The engine has no dependency on `agent-manager`. You can use either independently.

***

## Orchestrators vs. agents

**Orchestrators** are routers. They see their children's `description` fields and decide where to send the request. They don't call tools directly.

**Agents** are executors. They run an LLM with their prompts and can call tools and MCP servers.

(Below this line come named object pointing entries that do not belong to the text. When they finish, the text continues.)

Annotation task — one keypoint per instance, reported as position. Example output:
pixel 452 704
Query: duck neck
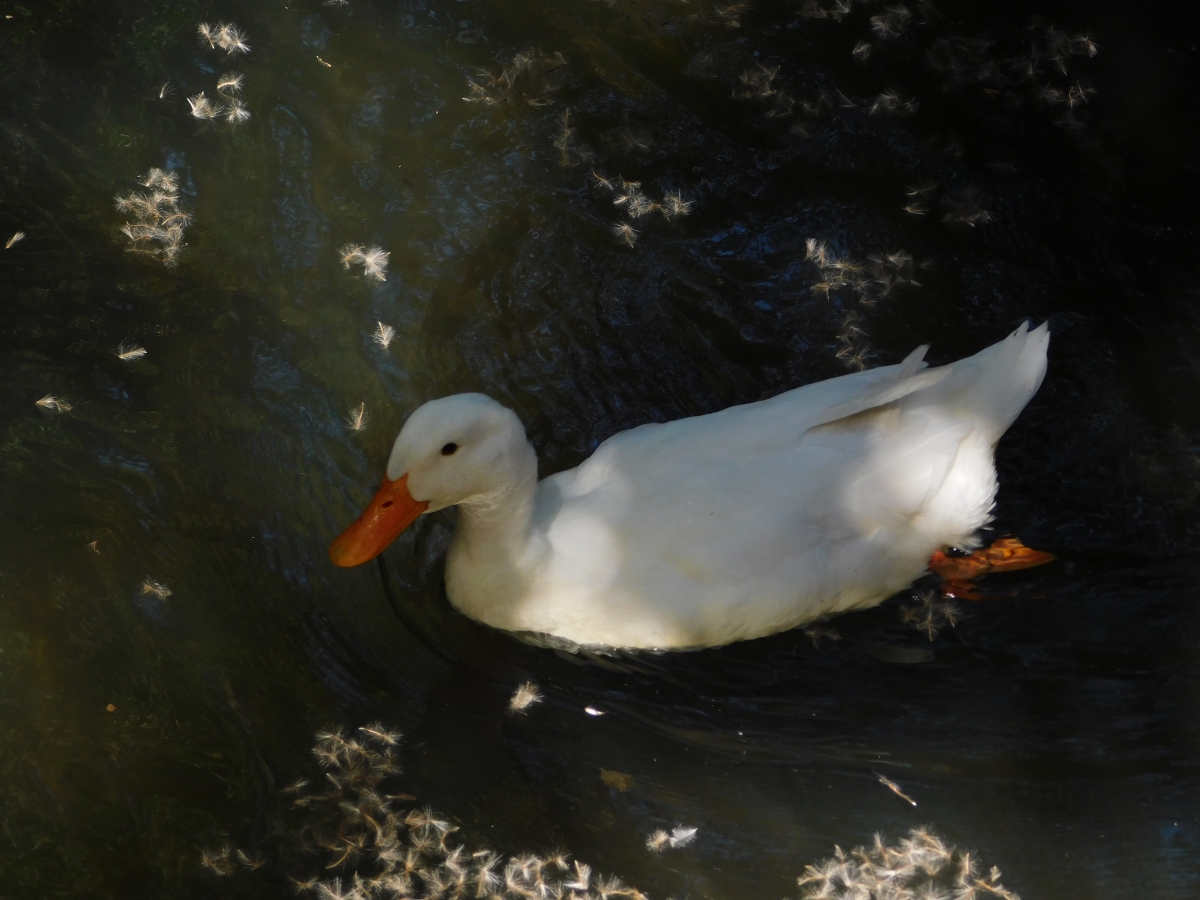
pixel 496 525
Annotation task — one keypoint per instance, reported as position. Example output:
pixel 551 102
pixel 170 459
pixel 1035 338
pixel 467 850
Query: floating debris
pixel 55 405
pixel 931 615
pixel 151 587
pixel 658 841
pixel 873 280
pixel 366 844
pixel 130 352
pixel 678 837
pixel 528 79
pixel 358 418
pixel 673 204
pixel 625 232
pixel 227 37
pixel 231 83
pixel 159 222
pixel 921 867
pixel 892 102
pixel 383 335
pixel 385 736
pixel 237 112
pixel 525 697
pixel 619 780
pixel 892 23
pixel 219 861
pixel 895 789
pixel 372 259
pixel 731 15
pixel 203 108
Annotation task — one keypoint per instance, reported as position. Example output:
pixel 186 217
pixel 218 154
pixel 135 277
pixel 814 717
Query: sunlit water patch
pixel 601 215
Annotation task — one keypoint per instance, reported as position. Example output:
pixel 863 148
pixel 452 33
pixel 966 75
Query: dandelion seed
pixel 208 34
pixel 375 263
pixel 237 112
pixel 358 418
pixel 217 861
pixel 390 737
pixel 895 789
pixel 156 588
pixel 683 835
pixel 231 39
pixel 658 841
pixel 351 255
pixel 231 83
pixel 601 181
pixel 383 335
pixel 250 861
pixel 582 879
pixel 130 352
pixel 673 204
pixel 203 108
pixel 523 697
pixel 55 405
pixel 625 232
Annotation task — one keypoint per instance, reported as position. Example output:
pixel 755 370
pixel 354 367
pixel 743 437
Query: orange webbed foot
pixel 1006 555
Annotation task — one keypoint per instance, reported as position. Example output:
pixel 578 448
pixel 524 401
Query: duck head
pixel 461 449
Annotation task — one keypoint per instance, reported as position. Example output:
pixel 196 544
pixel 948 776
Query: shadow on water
pixel 172 634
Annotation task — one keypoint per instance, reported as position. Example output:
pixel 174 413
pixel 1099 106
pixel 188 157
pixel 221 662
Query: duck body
pixel 731 526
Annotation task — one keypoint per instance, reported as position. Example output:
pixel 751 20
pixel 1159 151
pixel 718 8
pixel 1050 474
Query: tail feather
pixel 995 385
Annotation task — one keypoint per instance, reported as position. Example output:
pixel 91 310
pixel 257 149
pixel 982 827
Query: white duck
pixel 717 528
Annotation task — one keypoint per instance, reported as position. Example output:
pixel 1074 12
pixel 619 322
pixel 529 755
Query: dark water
pixel 1055 732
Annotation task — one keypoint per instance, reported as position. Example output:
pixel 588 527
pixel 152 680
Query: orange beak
pixel 390 513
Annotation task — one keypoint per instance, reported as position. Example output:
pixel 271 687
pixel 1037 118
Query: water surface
pixel 1054 731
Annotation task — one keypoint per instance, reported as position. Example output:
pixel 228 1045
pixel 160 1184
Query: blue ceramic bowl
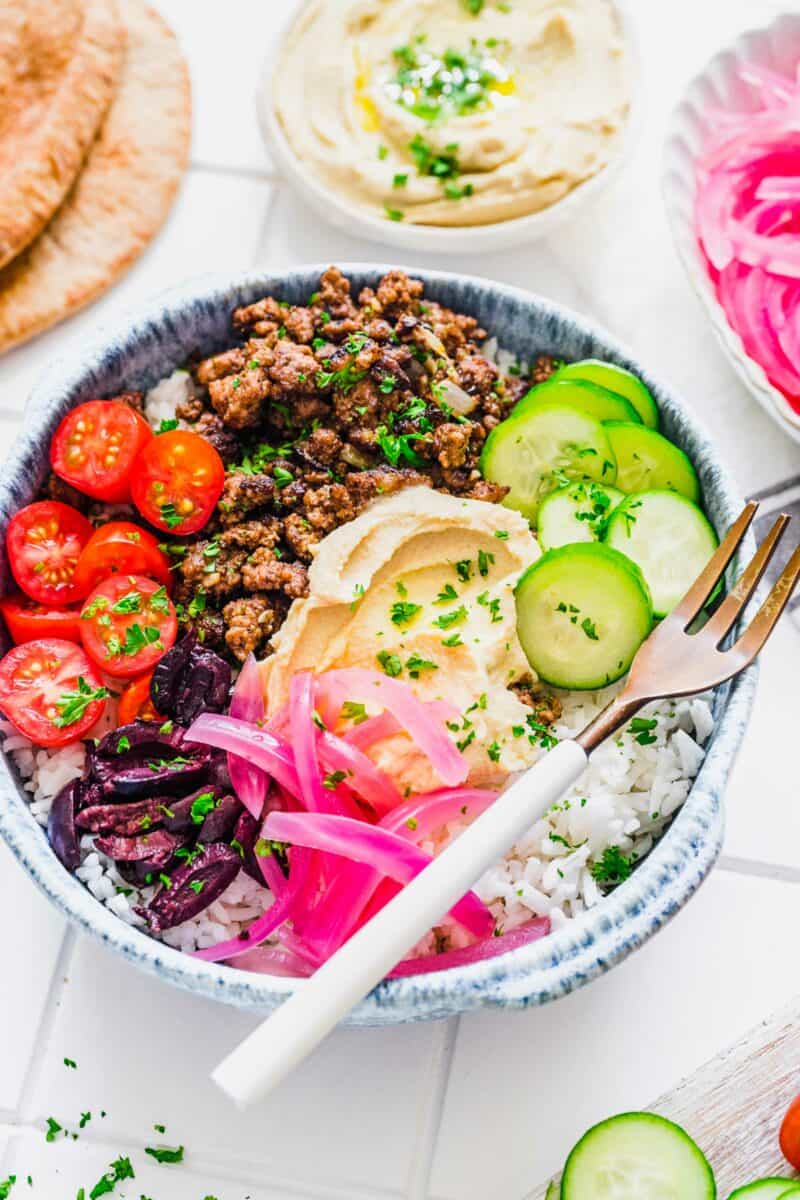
pixel 196 318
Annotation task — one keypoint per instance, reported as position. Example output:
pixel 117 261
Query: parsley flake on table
pixel 166 1153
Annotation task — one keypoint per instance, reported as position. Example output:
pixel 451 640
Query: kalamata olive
pixel 61 826
pixel 179 819
pixel 126 820
pixel 193 887
pixel 190 679
pixel 220 822
pixel 156 847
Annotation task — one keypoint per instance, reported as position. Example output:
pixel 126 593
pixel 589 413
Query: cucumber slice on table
pixel 645 461
pixel 767 1189
pixel 582 613
pixel 637 1156
pixel 578 513
pixel 617 379
pixel 668 538
pixel 535 453
pixel 587 397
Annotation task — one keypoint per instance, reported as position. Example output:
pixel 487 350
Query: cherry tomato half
pixel 134 702
pixel 44 541
pixel 120 549
pixel 126 624
pixel 95 445
pixel 176 481
pixel 49 691
pixel 28 621
pixel 789 1135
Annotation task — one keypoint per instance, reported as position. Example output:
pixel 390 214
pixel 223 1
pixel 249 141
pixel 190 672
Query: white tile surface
pixel 525 1085
pixel 334 1120
pixel 360 1121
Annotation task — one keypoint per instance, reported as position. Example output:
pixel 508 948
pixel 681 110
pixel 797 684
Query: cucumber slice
pixel 582 613
pixel 637 1156
pixel 578 513
pixel 540 450
pixel 767 1189
pixel 617 379
pixel 668 538
pixel 645 461
pixel 587 397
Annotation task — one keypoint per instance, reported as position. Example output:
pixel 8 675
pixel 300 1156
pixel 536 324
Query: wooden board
pixel 733 1105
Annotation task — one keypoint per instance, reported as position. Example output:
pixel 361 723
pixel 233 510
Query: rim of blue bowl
pixel 569 958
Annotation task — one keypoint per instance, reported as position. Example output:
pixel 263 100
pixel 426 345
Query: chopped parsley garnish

Both run a tool-call loop — the model keeps calling tools until it decides it's done.

```
User: "Where is my order?"
  → router (orchestrator)
    → orders_agent (agent)
      → get_order_status() [tool]
      → "Your order is on the way, arriving Thursday."
```

***

## Extension points

The engine contains no business logic. Customer-specific code lives in plugins:

| Plugin            | What it does                                           |
| ----------------- | ------------------------------------------------------ |
| **Resolver**      | Fills `{{variables}}` in prompts before a node runs    |
| **Tool**          | A Python function the LLM can call                     |
| **Hook**          | Trusted code at lifecycle points — auth, audit, policy |
| **Access plugin** | Decides which `protected` nodes a caller can reach     |

All scaffolded by the `generate` command — see [Quickstart](/docs/quickstart). You fill in the business logic.

***

## Security

Prompt text is not a security boundary. Telling the model "only show data for this user" in a prompt can be overridden. Real enforcement happens at the tool and access-plugin layer, where the runtime controls what gets called and with what parameters.

See [Runtime Hooks](/docs/runtime-hooks) for MCP auth and [YAML Reference](/docs/yaml-spec#access-control) for protected nodes.